第2話 いざ、香港へ参る

第2話 いざ、香港へ参る

ついに、待ちに待った出発の日がやってきた。

 

これから1ヶ月間、異国の地バリで予測不能の大冒険が始まるかと思うと、興奮してテンションが上がりすぎて、行く前から体がオーバーヒートしそうになった。そんな興奮状態で、マルセロとゆうやと共に空港へ向かった。

 

沖縄の那覇空港からバリに行くには、香港とマレーシアで乗り継がないといけない。
まずは、人生初の香港へ飛んだ。

 

香港の空港に到着して、以前にも香港へ来たことがあるマルセロ師匠の指示に従って、バスの切符を買ってバスに乗り込んだ。1時間後、宿泊予定のホステルのあるビルに到着した。
格安のホステルを予約したとはいえ、それを差し引いてもビルの外観はお世辞にも綺麗とは言えない。しょうがない。

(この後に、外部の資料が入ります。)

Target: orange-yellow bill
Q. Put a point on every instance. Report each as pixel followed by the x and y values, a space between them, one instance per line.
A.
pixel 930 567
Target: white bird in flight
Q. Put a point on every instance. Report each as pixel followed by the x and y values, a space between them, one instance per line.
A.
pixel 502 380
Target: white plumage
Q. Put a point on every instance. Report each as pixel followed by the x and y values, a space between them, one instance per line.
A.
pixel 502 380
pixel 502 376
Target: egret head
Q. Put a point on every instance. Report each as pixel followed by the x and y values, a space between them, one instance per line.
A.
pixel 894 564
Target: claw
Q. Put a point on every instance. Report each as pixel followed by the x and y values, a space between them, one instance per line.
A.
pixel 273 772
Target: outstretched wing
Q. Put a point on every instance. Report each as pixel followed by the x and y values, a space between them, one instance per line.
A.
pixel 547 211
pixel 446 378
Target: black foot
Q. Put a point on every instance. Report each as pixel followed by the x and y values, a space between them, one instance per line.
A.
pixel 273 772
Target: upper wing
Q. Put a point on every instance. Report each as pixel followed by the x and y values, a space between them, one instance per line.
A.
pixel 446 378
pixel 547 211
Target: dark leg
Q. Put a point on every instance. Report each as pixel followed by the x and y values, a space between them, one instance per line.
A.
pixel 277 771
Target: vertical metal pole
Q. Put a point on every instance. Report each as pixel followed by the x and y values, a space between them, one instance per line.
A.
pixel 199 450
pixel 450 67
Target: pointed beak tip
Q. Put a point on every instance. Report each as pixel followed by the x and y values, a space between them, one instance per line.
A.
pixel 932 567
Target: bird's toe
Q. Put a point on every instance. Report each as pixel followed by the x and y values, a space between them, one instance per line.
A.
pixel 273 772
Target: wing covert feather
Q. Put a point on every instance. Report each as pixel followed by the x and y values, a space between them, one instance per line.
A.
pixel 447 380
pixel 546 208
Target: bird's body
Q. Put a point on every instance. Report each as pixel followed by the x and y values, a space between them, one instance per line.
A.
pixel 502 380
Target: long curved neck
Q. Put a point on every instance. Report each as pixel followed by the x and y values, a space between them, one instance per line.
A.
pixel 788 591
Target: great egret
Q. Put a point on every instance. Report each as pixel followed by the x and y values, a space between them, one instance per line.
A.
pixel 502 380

同じビルの他のホステルに泊まるマルセロと別れて、オレとゆうやはエレベーターで他のホステルのあるフロアへ上った。

 

ホステルのフロントデスクで中東系のスタッフに迎えられた。
スタッフに予約名とツインルームを予約したことを伝えた。スタッフは、予約リストを確認するも何やら首を傾げている。

他のスタッフと彼らの母語で話し始めた。
何を言っているのかさっぱりわからない。怪しいぞ。

 

「すみません。ちゃんと予約されていないらしく、まだお部屋の準備ができないので荷物をお預かりしますよ」

 

「いや、この通りにちゃんと予約確認メールもきましたよ」
オレはケータイの予約確認メールを見せた。

 

「いや、なにかの手違いでしょう。予約されていません。これからお出かけになりますか? 1時間後にはお部屋の準備ができていますので、1時間後にお部屋に案内致します」

 

この状態だと文句を言ってもどうにもならなさそうなので、ゆうやにも事情を説明して大人しく荷物を預けた。もちろん、ゆうやも不信感を抱いた表情だ。

 

ふたりとも、ものすごくいい加減な雰囲気をスタッフから感じ取ったのだった。

 

オレたちは、マルセロと合流してディナーへ出かけた。
マルセロにこれから何を食べるのか聞いてみると、
「この香港で一番おいしい物が食べられるところへ連れて行ってやる。ついてこい」
オレとゆうやは、自信満々なマルセロ師匠のあとを着いていった。

 

ホステルから2ブロックくらい歩いたところで、ビルの地下へ通じる階段を降りていった。
地下1階にたどり着くと、ほぼ世界中のどこでも食べられる見覚えのある、赤と黄色のロゴマークがやたらと目立つチェーン店へたどり着いた。

 

まさか、ここではないだろう。ここを通って別のレストランがあるんだろう。オレとゆうやはそう思っていた。
が、マルセロがカウンター前に続く列へ並んだ。

 

マクドナルドかーい!!!笑
「え、マルセロ、ここ?笑」
「もちろんここだよ。オレは香港料理は嫌いだから、オレにとって、マクドナルドのハンバーガーは香港のどの料理よりもウマイ」

良い意味でか、悪い意味でかわからないほどに期待を裏切ってくれた。
オレとゆうやは顔を見合わせて大笑いした。
マルセロ師匠、さすがです。

 

オレは香港で一番おいしい料理(マルセロ師匠いわく)、ビッグマックセットを食した。
食事のあと、マルセロは仕事で使うカメラの部品を買うために、カメラ屋さんへ向かった。
オレとゆうやは、ホステルでチェックインするために引き返した。

 

ホステルに戻ると、スタッフが部屋へ案内してくれた。
部屋のドアを開けると、そこには
2段ベッドが二つ置かれていた。ドミトリーではないか。

 

スタッフが優しく説明してくれた。
「ツインルームは予約がいっぱいで、今夜はここしか空いてないんだ。ドミトリーを貸し切りにしたら、普通ならもっと高くなるんだけど今回は特別に二人分の料金でいいですよ。二人ともラッキーですね」

 

全く自分の非を認めないどころか、うまく言いくるめようとしている。
ツッコミどころがありすぎて、もう何も言わないことにした。笑い飛ばすしかない。

 

とりあえず、今夜の寝る場所は確保できたから良しとしよう。大冒険に相応しい幸先の良いスタートだ。